CIEL envisions a program of study that supports the development of applied global perspectives and reimagines the relationship between learning, research, and “border” communities.  As the economic interdependencies, flows of people, and environmental, human rights, and cultural crises wrought by globalization continue to spread out from territorial border regions, national interiors increasingly experience the social and cultural bisections described by scholars and community organizations as “borderization”.  By networking existing courses, programs, and collaborative research, The CIEL Border Studies Program brings students, faculty, and community members together to address the problems facing populations most negatively impacted by these global forces of integration/segregation.

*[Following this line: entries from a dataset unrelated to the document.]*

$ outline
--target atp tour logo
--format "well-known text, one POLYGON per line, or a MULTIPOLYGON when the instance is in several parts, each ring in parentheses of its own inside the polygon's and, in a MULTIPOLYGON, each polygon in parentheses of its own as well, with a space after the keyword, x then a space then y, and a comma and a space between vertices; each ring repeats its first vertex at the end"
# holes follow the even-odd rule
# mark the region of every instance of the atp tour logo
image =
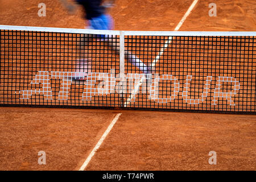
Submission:
MULTIPOLYGON (((69 93, 71 90, 72 76, 76 72, 48 72, 39 71, 30 84, 35 86, 35 89, 31 90, 20 90, 20 99, 31 99, 31 96, 34 94, 43 94, 45 100, 53 100, 51 88, 52 80, 61 80, 61 84, 58 96, 55 99, 59 100, 68 100, 69 93), (41 85, 39 87, 39 85, 41 85), (36 89, 38 88, 38 89, 36 89)), ((240 82, 234 77, 218 76, 213 78, 207 76, 203 86, 203 92, 197 99, 192 98, 189 96, 191 82, 193 76, 188 75, 185 82, 183 84, 181 93, 183 100, 187 104, 198 105, 203 104, 208 97, 210 92, 211 82, 216 79, 216 85, 214 88, 213 94, 212 96, 211 104, 217 105, 219 99, 226 100, 228 104, 234 106, 233 97, 238 92, 240 82), (230 82, 232 88, 227 92, 222 91, 222 85, 226 82, 230 82)), ((137 73, 128 73, 121 76, 119 74, 115 75, 114 69, 112 69, 109 73, 90 73, 86 77, 86 81, 80 84, 83 84, 84 90, 82 100, 90 101, 94 96, 107 96, 108 94, 117 93, 121 97, 123 94, 130 94, 134 96, 133 100, 139 90, 142 94, 148 94, 148 99, 158 103, 168 103, 177 98, 180 91, 179 81, 173 75, 144 75, 137 73), (170 82, 169 87, 170 95, 165 96, 166 98, 159 97, 159 82, 170 82), (97 84, 98 83, 98 84, 97 84)), ((32 86, 33 87, 33 86, 32 86)), ((160 88, 162 88, 161 86, 160 88)), ((161 95, 161 96, 163 96, 161 95)))

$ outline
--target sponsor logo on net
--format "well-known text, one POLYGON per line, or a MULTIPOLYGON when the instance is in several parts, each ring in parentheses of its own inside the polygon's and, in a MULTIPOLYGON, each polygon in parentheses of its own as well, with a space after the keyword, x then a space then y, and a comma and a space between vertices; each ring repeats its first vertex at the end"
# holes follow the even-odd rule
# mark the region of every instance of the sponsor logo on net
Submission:
MULTIPOLYGON (((33 85, 40 85, 39 89, 31 89, 27 90, 20 90, 20 99, 31 99, 34 94, 43 94, 46 100, 53 100, 51 80, 61 80, 59 95, 55 99, 59 100, 68 100, 71 84, 73 81, 72 77, 74 74, 79 75, 79 72, 48 72, 39 71, 35 75, 30 84, 33 85)), ((130 94, 134 96, 133 98, 135 101, 135 95, 140 90, 142 94, 148 94, 148 99, 159 103, 168 103, 177 98, 178 94, 182 92, 181 94, 183 100, 187 104, 197 105, 203 104, 208 97, 210 89, 214 89, 213 94, 211 96, 211 104, 217 105, 219 99, 225 100, 228 104, 234 106, 235 102, 233 97, 238 92, 240 84, 237 80, 233 77, 218 76, 213 77, 208 76, 204 81, 203 92, 197 99, 193 99, 190 96, 191 82, 193 79, 191 75, 186 76, 186 80, 183 84, 180 84, 179 80, 173 75, 157 74, 138 74, 128 73, 121 76, 119 74, 115 74, 114 69, 111 70, 111 73, 90 73, 86 76, 85 81, 79 84, 82 84, 84 90, 82 100, 90 101, 93 96, 107 96, 108 94, 117 93, 120 97, 124 94, 130 94), (212 81, 215 79, 214 88, 211 88, 212 81), (168 84, 164 82, 168 82, 168 84), (163 84, 159 84, 162 82, 163 84), (231 89, 228 90, 222 89, 224 84, 231 85, 231 89), (163 85, 164 84, 164 85, 163 85), (168 86, 167 86, 168 85, 168 86), (141 86, 141 88, 140 87, 141 86), (164 88, 165 98, 163 94, 159 94, 162 88, 164 88), (160 88, 160 89, 159 89, 160 88), (182 91, 181 91, 181 89, 182 91), (168 93, 168 94, 166 94, 168 93)))

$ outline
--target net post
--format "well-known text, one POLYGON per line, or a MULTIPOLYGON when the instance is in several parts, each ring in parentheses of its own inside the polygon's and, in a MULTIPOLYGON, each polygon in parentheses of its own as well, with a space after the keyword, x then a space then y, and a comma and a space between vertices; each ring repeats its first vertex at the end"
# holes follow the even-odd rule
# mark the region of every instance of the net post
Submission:
POLYGON ((125 34, 123 31, 120 31, 119 43, 120 43, 119 73, 121 78, 123 78, 125 77, 125 34))

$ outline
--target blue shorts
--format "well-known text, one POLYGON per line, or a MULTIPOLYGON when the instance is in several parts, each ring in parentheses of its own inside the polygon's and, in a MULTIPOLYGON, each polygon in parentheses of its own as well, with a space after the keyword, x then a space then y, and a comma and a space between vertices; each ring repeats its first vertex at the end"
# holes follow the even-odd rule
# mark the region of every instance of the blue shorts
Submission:
POLYGON ((88 27, 94 30, 112 30, 113 28, 113 20, 112 17, 109 15, 102 14, 99 16, 89 19, 88 27))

Foodshed Research and Education Project

Given the geographic distribution of schools in CIEL, a great diversity of ecological and social landscapes is represented within the consortium.  We propose to take advantage of this geographic representation, as well as the shared value for innovative learning held by CIEL institutions, to implement a foodshed research and education project.  The research component will involve one or more faculty from participating CIEL institutions conducting interdisciplinary investigations on the past, present and possible futures of regional foodsheds in which the schools are located.  Faculty from a wide range of fields, including history, agroecology, hydrology, climatology, anthropology, economics, ethnobiology, and geography are encouraged to participate.  The research will reveal how local food cultures and agricultures developed historically, how these changed with the industrialization of agriculture in the twentieth century, and how communities in the short and long term might best respond to the current challenges of diminishing fossil fuels, climate change, globalization, immigration policy, as well as others.